The effects of erector spinae plane block on perioperative opioid consumption and rehabilitation in video assisted thoracic surgery
- PMID: 34893026
- PMCID: PMC8662884
- DOI: 10.1186/s12871-021-01536-x
The effects of erector spinae plane block on perioperative opioid consumption and rehabilitation in video assisted thoracic surgery
Abstract
Background: This study aimed to determine whether ultrasound-guided continuous erector spinae plane block (ESPB) had an effect on opioid consumption and postoperative rehabilitation in patients undergoing video-assisted thoracic surgery (VATS).
Methods: In this prospective study, 120 patients aged 20-70 years who underwent elective VATS were randomly allocated to one of three groups: group C (general anesthesia with patient-controlled intravenous analgesia [PCIA]), group T (general anesthesia with patient-controlled epidural analgesia [PCEA]), or group E (general anesthesia with continuous ESPB and PCIA). Perioperative opioid consumption, visual analog scale (VAS) scores, preoperative and postoperative Quality of Recovery-15 scores, and postoperative opioid-related adverse events were all assessed.

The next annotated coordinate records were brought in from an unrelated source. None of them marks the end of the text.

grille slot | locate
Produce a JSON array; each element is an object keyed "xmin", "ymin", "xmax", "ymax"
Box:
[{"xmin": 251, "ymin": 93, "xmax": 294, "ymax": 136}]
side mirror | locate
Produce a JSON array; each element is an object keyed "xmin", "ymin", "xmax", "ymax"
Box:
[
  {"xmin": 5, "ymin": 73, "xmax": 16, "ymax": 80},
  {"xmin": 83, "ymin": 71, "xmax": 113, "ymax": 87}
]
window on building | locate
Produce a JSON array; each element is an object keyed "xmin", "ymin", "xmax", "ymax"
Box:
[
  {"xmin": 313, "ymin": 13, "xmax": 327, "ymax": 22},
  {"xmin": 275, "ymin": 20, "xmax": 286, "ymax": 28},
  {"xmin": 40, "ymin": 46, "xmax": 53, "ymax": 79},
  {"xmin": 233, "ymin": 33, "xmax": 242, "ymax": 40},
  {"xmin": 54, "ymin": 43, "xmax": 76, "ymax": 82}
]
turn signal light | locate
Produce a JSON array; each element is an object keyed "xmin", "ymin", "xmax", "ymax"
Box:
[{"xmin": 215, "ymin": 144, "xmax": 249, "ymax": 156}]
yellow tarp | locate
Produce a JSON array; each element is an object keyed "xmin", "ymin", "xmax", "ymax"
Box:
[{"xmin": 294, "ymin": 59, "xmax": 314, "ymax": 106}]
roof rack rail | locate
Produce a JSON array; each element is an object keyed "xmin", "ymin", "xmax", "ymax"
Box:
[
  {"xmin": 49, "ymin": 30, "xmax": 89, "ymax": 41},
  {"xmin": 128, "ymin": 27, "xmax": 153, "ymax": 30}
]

Results: Intraoperative sufentanil consumption in groups T and E was significantly lower than that in group C (both P < 0.001), and the postoperative sufentanil consumption in group E was also significantly lower than that in group C (P = 0.001). Compared with group C, the VAS scores at rest or during coughing immediately out of the post-anesthesia care unit at 6 h, 12 h, and 24 h postoperatively were significantly lower in group T (P < 0.05). However, the VAS scores at rest at 6 h and 12 h postoperatively in group E were lower than those of group C (P < 0.05), but were significantly higher than those of group T at all study times (P < 0.05).
Conclusion: Ultrasound-guided continuous ESPB significantly reduced perioperative opioid consumption during VATS and improved postoperative rehabilitation. However, these effects were inferior to those of thoracic epidural anesthesia.
Trial registration: The present study was prospectively registered at http://www.chictr.org/cn /(registration number: ChiCTR1900023050 ); registration date: May 82,019.
Keywords: Erector spinae plane block; Opioid consumption; Postoperative rehabilitation; Thoracic epidural anesthesia; Video-assisted thoracic surgery.
© 2021. The Author(s).
Conflict of interest statement
The authors declare that they have no competing interests.